Here are some visual reminders, which are always a huge help to me when I’m forming or reinforcing a habit:
Every little thing is gonna be alright birdie necklace.
It’s gonna be ok owl art print.
And some music to distract you and maybe even get stuck in your head like the Gerry and the Pacemakers one did for me!
It’s Gonna Be Alright – Gerry And The Pacemakers
Every Little Thing Is Gonna Be Alright
Jenny,
Great post! I know it’s really good because the evil one was trying to get me by putting a medical alert on aortic stenosis (of all things!) in the middle of your post! I really like the “It’s gonna be alright.” I used to say “This too shall pass” but your’s is so much more positive. I feel your pain in missing your grandpa. Mine passed over 20 years ago, yet I think of him daily. And my dad passed over a year ago, and he and my mom were married 52 years. Yet life goes on…never the same…just a new normal.
God bless you, friend!
I found this almost 2 weeks after you posted this. And today is the day that I needed it. Thank you for being the voice of Jesus for me today. God bless you.
All for His glory right Cindy! His timing is perfect.
Yes, Jenny…it will be alright…It just takes time…I’m with you in the hard times…
Thank you Clare, I appreciate your friendship.
I’m sorry to hear about your grandpa. Mine died July 9, 1996 and I still miss him. He was such a wonderful person. Praying for you.
Thank you Janis. They leave such a huge mark on our lives don’t they? One of my greatest sorrows is that my little guy, named in part for my grandpa, won’t ever know him.
Thank you, Jenny. I am going through a season right now, the house is getting very little attention, the meals are from the freezer, and the most constructive thing I’ve done all day is make triple chip cookies for my husband to enjoy this weekend. It’s going to be alright.

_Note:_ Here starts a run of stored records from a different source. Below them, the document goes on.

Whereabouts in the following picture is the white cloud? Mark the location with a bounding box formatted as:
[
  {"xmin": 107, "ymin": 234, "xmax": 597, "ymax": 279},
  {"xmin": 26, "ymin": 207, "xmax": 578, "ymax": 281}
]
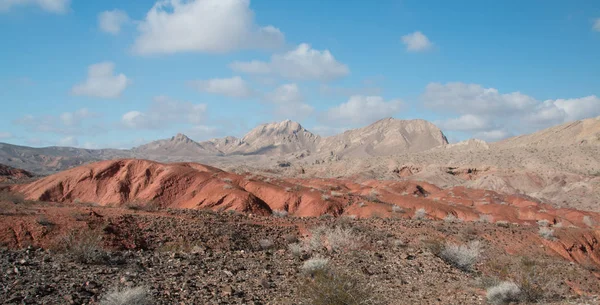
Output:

Sometimes it happens right. Good girl taking care of your man.
I am praying that you find peace and comfort at this time! I am sorry about your Grandpa
Thank you Stacy. Please pray for my grandma also. Her name is Grace and I cannot think of her without him after 67 years of marriage.
Perfect. Love you Sister.
Hey there girl! How’s the family? I saw around somewhere you all were sick. Let me pray for y’all ok.